For the series Bozeman’s Curse, Engelberts spent a month as artist-in-residence at the Ucross Foundation in Wyoming (USA). Through the cycle of photography and material play, she investigated the duality between the perception of a romantic landscape and the economic reality of today’s world. In Wyoming she found a place of transition.
The lands photographed here originally belonged to native, nomadic people. Then arrived colonists looking for gold and prosperity, later companies came drilling for raw and valuable materials. When the mines ceased to bear wealth, they looked still deeper to unearth riches below ground – and turned to frack.

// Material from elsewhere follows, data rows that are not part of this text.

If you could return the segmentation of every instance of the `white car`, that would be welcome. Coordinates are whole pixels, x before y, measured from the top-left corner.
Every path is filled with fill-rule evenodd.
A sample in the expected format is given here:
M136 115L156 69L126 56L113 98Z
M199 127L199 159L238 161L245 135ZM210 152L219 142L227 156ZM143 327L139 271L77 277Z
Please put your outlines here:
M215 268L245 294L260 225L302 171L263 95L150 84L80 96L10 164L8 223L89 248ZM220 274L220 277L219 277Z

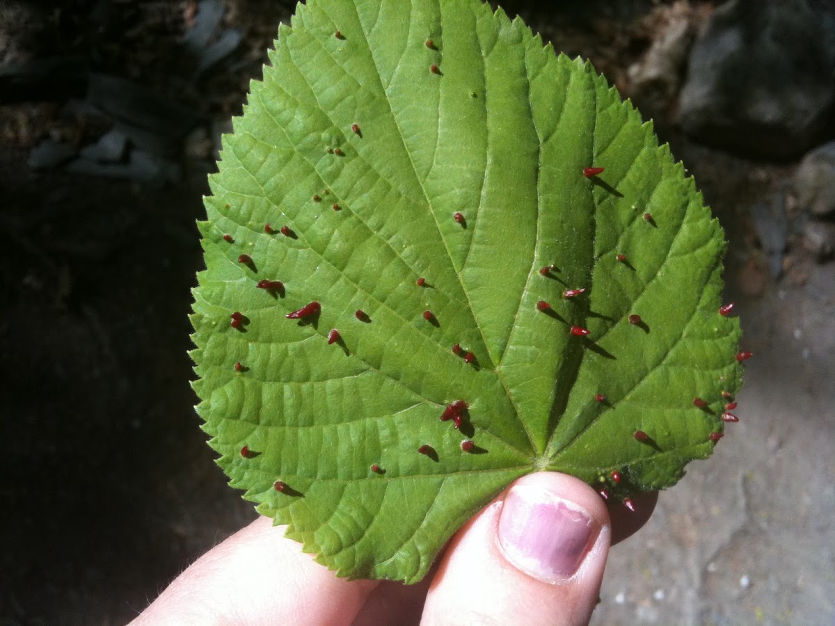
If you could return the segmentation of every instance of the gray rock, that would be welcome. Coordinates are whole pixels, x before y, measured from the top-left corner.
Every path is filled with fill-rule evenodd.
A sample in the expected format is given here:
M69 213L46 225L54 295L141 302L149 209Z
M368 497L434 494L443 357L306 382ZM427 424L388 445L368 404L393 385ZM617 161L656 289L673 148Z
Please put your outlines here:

At first glance perhaps the land photographed here – Bozeman’s trail – doesn’t seem to be a very distinctive place. Void of houses, people and traffic, a vast emptiness opens up. John M. Bozeman, this work’s protagonist and namesake, was the first to cross the land in search of
gold. His digging was the start of human imposition on these lands; the title lends the work this story of the place. Like a map, the image unfolds.

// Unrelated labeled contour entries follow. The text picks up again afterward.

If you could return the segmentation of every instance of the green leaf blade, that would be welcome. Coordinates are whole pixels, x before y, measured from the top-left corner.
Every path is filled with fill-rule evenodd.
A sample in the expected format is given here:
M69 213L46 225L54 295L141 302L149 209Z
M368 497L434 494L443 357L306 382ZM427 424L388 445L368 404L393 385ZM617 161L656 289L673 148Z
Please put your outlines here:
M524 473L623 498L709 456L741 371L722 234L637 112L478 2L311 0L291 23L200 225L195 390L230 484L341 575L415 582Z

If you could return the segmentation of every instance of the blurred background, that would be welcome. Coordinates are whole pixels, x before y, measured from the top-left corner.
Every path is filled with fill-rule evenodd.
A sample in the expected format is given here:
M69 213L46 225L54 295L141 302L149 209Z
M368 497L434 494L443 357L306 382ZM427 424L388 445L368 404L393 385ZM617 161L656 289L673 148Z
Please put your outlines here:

The technique of etching that Tanja Engelberts is using in her work somewhat bites an image into the surface of the plate and is itself a form of erosion – akin to the blight on this land. The shimmering, golden surface alludes to the craziness of the gold rush and the copper and brass mines surrounding Bozeman’s trail – its reflection transforms the land from positive to negative. At once present and a shadow, the story of Bozeman’s trail appears tethered to its surface.